的确是噩梦, 她居然梦到自己嫁给陆行?还有比这个更吓人的吗?而且陆九简直是可恶,还说什么不嫁也得嫁,真是美得他。
喝了口米油养了养胃, 醒神后长孙愉愉关切地道:“什么时候了, 其他人救回来了么?”
“县主放心吧, 都全乎地被救回来了,只是……”莲果顿了顿, 似乎有些不敢往下说。
长孙愉愉一下就着急了起来,该不会是谁受重伤了吧?“只是什么,你快说呀。”
莲果转头求救地看了眼文竹, 文竹没奈何地上前道:“只是定军侯世子去救陆姑娘, 谁知没找着陆姑娘,却机缘巧合地救了孔姑娘。
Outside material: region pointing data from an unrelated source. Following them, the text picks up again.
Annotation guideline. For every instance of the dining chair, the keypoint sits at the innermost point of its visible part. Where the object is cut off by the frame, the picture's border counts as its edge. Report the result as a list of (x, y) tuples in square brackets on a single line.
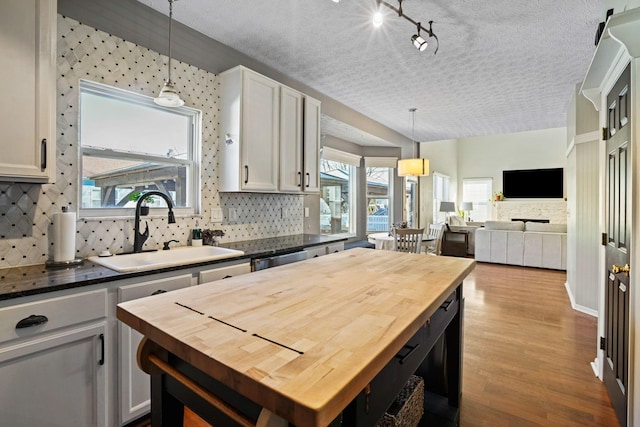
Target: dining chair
[(408, 239), (435, 233)]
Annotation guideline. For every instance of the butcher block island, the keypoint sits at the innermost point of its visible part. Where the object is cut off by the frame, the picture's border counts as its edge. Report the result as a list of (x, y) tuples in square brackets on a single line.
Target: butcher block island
[(327, 341)]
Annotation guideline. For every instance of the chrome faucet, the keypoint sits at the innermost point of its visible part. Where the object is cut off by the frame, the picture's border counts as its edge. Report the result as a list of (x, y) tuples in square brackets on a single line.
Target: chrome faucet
[(140, 238)]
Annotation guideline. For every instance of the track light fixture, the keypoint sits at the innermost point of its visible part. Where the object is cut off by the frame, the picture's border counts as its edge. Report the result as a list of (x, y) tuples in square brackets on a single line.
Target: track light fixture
[(418, 41)]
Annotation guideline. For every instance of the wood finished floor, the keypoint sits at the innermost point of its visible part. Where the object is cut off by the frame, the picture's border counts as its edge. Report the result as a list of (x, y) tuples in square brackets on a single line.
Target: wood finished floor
[(527, 354)]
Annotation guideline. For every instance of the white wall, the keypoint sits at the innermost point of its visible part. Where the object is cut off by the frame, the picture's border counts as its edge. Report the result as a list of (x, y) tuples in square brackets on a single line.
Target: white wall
[(443, 158)]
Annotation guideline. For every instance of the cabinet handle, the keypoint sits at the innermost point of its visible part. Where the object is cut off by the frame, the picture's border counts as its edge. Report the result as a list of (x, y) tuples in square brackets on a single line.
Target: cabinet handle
[(33, 320), (406, 356), (43, 154), (101, 361), (445, 305)]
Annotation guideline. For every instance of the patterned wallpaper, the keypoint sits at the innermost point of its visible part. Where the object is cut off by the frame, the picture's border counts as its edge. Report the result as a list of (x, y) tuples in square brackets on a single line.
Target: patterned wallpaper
[(26, 210)]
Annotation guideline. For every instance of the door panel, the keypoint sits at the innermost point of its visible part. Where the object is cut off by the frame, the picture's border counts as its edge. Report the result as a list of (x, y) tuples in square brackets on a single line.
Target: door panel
[(616, 373)]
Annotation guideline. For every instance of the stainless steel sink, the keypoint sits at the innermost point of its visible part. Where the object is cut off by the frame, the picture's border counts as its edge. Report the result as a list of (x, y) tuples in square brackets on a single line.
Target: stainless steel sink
[(182, 255)]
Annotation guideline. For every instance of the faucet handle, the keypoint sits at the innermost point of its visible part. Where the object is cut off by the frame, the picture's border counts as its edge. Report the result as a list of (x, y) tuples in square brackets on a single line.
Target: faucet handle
[(165, 245)]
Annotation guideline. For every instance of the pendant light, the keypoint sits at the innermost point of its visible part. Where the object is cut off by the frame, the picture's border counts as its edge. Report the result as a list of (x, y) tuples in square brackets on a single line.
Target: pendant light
[(169, 96), (415, 166)]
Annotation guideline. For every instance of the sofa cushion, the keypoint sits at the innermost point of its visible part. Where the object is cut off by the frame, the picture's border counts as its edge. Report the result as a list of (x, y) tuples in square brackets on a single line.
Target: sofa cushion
[(548, 228), (504, 225)]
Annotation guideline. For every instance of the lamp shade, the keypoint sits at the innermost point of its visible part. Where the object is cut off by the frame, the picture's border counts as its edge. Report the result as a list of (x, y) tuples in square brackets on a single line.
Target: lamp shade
[(447, 207), (413, 167), (169, 96)]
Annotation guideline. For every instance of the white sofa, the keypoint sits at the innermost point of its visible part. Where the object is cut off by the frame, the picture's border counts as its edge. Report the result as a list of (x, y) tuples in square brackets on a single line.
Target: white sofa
[(531, 244)]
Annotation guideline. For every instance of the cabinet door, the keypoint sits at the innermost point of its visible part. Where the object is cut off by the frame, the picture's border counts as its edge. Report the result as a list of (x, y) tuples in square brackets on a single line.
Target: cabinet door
[(27, 122), (55, 380), (135, 391), (292, 176), (260, 131), (312, 145)]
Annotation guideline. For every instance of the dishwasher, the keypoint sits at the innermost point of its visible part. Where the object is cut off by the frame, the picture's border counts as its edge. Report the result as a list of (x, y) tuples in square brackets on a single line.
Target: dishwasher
[(276, 260)]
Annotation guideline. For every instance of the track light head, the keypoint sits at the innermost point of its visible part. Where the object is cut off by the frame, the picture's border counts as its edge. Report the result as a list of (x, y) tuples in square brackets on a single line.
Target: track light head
[(377, 19), (418, 42)]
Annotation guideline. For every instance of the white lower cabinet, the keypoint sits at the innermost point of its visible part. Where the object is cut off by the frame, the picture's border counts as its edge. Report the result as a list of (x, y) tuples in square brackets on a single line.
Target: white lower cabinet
[(53, 368), (134, 385)]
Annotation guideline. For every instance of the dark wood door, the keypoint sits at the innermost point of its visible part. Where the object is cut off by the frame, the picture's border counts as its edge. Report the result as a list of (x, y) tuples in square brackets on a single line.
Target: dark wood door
[(616, 339)]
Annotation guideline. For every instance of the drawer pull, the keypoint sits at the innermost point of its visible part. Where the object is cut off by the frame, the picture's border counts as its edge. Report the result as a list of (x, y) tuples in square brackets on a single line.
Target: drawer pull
[(43, 155), (101, 361), (412, 350), (33, 320)]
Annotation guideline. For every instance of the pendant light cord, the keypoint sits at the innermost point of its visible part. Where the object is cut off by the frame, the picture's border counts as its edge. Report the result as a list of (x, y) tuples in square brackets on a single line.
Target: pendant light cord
[(413, 129), (170, 21)]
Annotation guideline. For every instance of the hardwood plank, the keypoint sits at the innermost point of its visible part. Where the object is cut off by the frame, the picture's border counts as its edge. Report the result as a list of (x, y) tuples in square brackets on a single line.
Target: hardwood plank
[(527, 353)]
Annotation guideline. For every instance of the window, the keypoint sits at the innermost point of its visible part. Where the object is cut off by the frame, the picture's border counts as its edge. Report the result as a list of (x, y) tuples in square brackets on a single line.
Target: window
[(378, 198), (440, 194), (411, 201), (478, 192), (130, 145), (337, 191)]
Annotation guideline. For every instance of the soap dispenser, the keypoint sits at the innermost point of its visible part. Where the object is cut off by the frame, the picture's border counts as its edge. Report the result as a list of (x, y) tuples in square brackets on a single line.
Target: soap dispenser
[(196, 236)]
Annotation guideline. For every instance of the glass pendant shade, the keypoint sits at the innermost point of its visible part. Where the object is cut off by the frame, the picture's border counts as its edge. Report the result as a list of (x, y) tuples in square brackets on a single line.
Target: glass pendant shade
[(413, 167), (168, 96)]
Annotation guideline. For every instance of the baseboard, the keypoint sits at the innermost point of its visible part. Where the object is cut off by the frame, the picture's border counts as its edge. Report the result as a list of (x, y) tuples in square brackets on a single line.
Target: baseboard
[(577, 307)]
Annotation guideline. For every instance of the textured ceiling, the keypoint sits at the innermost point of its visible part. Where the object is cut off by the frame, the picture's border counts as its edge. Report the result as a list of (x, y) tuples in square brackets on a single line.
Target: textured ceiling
[(502, 66)]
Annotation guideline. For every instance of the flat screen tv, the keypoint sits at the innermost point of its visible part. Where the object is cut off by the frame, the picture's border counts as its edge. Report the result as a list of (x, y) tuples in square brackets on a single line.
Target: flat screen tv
[(533, 184)]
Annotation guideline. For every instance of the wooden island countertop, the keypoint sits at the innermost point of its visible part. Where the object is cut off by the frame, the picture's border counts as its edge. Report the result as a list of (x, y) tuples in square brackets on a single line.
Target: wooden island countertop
[(304, 339)]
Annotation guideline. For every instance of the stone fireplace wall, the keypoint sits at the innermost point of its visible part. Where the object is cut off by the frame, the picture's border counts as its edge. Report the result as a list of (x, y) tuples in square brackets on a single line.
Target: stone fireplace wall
[(554, 211)]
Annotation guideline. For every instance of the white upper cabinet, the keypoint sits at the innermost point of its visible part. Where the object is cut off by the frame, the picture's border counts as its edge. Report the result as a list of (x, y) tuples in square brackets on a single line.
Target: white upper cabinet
[(312, 145), (291, 142), (27, 78), (269, 135), (249, 131), (299, 142)]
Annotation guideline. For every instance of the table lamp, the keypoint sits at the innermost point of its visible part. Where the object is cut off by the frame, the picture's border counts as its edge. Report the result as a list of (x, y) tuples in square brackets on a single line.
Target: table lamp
[(447, 207), (466, 207)]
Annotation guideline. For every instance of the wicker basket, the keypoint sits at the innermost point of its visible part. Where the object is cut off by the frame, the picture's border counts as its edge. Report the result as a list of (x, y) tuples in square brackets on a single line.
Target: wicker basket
[(408, 408)]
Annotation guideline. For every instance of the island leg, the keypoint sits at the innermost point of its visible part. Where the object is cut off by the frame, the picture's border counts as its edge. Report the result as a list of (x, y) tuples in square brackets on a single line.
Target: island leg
[(166, 410)]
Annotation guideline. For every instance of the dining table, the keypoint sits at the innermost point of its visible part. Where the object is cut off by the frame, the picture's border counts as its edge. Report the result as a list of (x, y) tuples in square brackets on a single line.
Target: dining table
[(386, 241)]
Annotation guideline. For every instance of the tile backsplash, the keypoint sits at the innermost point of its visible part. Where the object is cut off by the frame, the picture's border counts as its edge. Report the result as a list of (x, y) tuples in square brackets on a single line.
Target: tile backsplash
[(26, 210)]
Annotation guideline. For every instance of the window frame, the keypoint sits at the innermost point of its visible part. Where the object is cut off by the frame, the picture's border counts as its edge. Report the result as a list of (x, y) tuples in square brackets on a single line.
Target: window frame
[(388, 196), (440, 217), (352, 191), (193, 161)]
找着他们时,孔姑娘浑身湿漉漉的像是落了水,身上还披着定军侯世子的袍子,他们怕是……”
长孙愉愉惊讶地张开了嘴, 这事儿,还真成了?看来孔重阳那姑娘真的有点儿手段的。但也可能是她运气就那么好, 两人也有缘分。
长孙愉愉之所以会突然提出去魔鬼滩, 其实打的正是撮合孔重阳和陆征的主意。她想得挺美的, 也事先和孔重阳商量好了。其实她当时并没抱有多大的希望的, 只想着若是不做点儿事儿, 真让长孙丹如愿了, 她非得吐血。
孔重阳一开始还害羞怕臊地支支吾吾, 长孙愉愉一看她那样子,就知道她心里是千肯万肯的,只不过姑娘家放不下矜持。长孙愉愉随便吓唬了她几句,只说陆家和长孙家要议亲了,孙重阳立马就应下了。可见这也是个爽快果决的性子。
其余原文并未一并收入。